The other day, I boiled a beet to use in a beet salad. I know I should have roasted the beet for a better flavor, but I’d never prepared a beet before, so I didn’t know that until I looked it up later online, and I guess if you’re such a genius about beets maybe you should go write your own blog post about them instead of immediately interrupting mine??
Anyway, I’d cut the top off of the beet pre-boil, and the bottom, because I didn’t know what I was doing (you only need to cut off the top). I then filled a small pot with water and brought it to a boil, letting the beet boil, fully immersed, for about an hour. After the hour elapsed, I found that the beet, newly soft and edible, had bled a bunch of pink beet juice into the water, leaving it quite pleasing to behold.
I didn’t have the chance to think about what I should do with this beautiful beet water (turn it into a lip tint, like Shailene Woodley?) before fate decided for me: As I attempted to pick up the beet with a fork, it fell off of the fork back into the beet water, splashing my white shirt and the surrounding area with its elegant pink hue.
Oh fuck, I thought. Oh damn it! Immediately I took out the beet (successfully), removed my shirt, and threw it right into the pot in a burst of angry defiance and bold creativity.

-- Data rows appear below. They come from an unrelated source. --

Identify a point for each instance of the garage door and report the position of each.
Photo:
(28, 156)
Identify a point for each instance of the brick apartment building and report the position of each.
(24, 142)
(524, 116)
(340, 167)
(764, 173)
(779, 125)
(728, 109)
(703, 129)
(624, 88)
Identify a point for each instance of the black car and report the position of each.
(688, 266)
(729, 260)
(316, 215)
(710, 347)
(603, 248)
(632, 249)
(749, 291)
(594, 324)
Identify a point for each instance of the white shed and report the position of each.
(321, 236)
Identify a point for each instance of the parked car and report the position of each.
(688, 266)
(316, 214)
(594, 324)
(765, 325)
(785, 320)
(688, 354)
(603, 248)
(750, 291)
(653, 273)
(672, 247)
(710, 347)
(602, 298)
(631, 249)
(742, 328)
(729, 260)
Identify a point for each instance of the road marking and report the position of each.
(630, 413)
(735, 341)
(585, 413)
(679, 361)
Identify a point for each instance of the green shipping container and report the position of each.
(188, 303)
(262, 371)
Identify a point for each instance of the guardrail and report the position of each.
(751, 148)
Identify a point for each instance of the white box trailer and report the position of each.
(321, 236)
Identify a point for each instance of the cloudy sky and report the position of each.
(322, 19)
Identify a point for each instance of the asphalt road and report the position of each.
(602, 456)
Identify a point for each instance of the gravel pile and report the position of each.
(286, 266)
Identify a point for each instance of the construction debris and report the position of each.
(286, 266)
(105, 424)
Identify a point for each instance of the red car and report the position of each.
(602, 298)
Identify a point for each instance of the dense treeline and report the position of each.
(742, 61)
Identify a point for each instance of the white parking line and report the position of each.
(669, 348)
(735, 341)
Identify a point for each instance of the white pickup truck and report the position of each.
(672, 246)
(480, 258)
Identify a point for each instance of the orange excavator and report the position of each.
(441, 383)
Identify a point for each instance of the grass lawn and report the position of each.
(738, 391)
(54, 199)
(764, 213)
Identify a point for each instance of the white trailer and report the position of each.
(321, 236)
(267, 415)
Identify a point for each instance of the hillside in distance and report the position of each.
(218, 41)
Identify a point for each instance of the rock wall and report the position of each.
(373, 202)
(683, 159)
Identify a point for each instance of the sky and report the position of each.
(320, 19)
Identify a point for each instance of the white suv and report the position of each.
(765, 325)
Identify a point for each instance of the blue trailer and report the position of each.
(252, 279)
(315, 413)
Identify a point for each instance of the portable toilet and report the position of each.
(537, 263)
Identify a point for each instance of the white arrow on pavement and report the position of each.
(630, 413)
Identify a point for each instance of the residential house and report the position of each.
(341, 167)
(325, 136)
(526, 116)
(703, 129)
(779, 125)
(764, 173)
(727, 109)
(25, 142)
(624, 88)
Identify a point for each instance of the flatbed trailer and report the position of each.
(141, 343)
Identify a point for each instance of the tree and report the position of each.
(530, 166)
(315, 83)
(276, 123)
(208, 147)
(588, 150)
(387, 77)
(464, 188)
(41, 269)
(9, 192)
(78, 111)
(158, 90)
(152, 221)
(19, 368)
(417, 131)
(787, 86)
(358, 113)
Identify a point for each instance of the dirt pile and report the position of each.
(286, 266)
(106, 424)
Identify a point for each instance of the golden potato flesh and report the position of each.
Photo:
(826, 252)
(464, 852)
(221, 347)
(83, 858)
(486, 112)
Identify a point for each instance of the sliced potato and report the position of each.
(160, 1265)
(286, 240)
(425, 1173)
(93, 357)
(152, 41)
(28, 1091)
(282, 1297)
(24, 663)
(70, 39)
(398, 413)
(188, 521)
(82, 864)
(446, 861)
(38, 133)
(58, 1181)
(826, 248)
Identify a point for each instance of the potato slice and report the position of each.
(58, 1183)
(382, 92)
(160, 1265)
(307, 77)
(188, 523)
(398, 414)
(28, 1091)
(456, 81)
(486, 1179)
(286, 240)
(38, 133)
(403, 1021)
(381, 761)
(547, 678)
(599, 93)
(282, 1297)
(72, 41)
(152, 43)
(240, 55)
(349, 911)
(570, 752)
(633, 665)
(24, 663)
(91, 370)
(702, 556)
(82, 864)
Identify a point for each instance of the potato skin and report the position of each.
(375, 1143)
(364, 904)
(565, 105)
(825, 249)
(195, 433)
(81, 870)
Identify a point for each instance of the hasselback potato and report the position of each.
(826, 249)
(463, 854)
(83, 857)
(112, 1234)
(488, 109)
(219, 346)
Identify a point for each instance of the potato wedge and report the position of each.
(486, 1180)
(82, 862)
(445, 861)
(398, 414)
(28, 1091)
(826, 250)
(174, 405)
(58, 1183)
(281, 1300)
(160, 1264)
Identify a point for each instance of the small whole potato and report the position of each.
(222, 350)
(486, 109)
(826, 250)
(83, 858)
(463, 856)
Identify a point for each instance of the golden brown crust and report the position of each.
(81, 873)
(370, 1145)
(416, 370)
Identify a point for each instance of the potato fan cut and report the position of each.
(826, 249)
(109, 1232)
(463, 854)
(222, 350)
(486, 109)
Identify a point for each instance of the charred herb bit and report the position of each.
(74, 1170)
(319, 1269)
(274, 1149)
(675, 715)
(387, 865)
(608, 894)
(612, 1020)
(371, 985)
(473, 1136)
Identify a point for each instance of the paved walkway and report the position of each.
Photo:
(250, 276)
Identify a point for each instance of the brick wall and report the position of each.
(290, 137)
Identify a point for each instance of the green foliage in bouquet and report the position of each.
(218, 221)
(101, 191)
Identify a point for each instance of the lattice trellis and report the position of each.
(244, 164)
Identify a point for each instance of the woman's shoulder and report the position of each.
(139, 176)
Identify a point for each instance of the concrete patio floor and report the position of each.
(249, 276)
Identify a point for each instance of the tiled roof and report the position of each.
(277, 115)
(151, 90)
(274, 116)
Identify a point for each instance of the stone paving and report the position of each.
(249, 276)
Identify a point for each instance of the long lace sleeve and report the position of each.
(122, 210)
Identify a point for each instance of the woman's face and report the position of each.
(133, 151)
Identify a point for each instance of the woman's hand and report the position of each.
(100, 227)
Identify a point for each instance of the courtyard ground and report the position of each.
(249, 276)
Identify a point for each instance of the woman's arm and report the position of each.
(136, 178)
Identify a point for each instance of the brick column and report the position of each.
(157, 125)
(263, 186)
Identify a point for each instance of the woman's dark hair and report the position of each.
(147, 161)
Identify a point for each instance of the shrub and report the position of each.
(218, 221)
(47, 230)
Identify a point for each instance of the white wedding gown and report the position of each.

I left it in for about three hours and returned to find my white shirt had turned a charming shade of pink. It was now my new pink shirt:
I left it to dry in front of a window for a few days on a dog crate, which was wrong, as it left a crate pattern on the back of the shirt, then washed it with detergent in the bathtub until the water ran “clear” more or less. The water, while washing, was so pink that I was worried I was going to wash all of the color out of the shirt. It didn’t, but it would still behoove you to clean up any spills or splashes immediately, so you are not forced to remember the time you dyed one of your shirts with beet juice every time you see the stains in your bathroom.
After dyeing my beet shirt, I read a few articles about how you’re supposed to dye a shirt with a beet. They recommended several things I did not do, like: (1) cutting the beet into large chunks to expose more of its flesh to the water and get a deeper hue, (2) using more than one beet, (3) letting the shirt sit in the beet water for up to 24 hours, and (4) ironing it once its dry, to set the color.
You can take these steps into consideration when you dye your own beet shirt. I do think that cutting the beet into chunks before boiling it would sacrifice the quality of the beet as a post-project food item (make it a little blander), but maybe that doesn’t matter to you. I wish I’d known to iron mine, but I’m going to iron it now just in case it will still help.
I recommend dyeing a shirt with beet water. It gives you two wonderful things: a new pink shirt and a beet. I have to warn you, though, that once you dye one shirt with a beet, you may want to dye other things. Your white curtains, your other white shirts, your white pants. Why do I even have white pants?, you might find yourself thinking.
Please, don’t give in to this temptation. You likely do not want a full wardrobe of beet clothing. One beet shirt is enough. It’s very nice, in fact.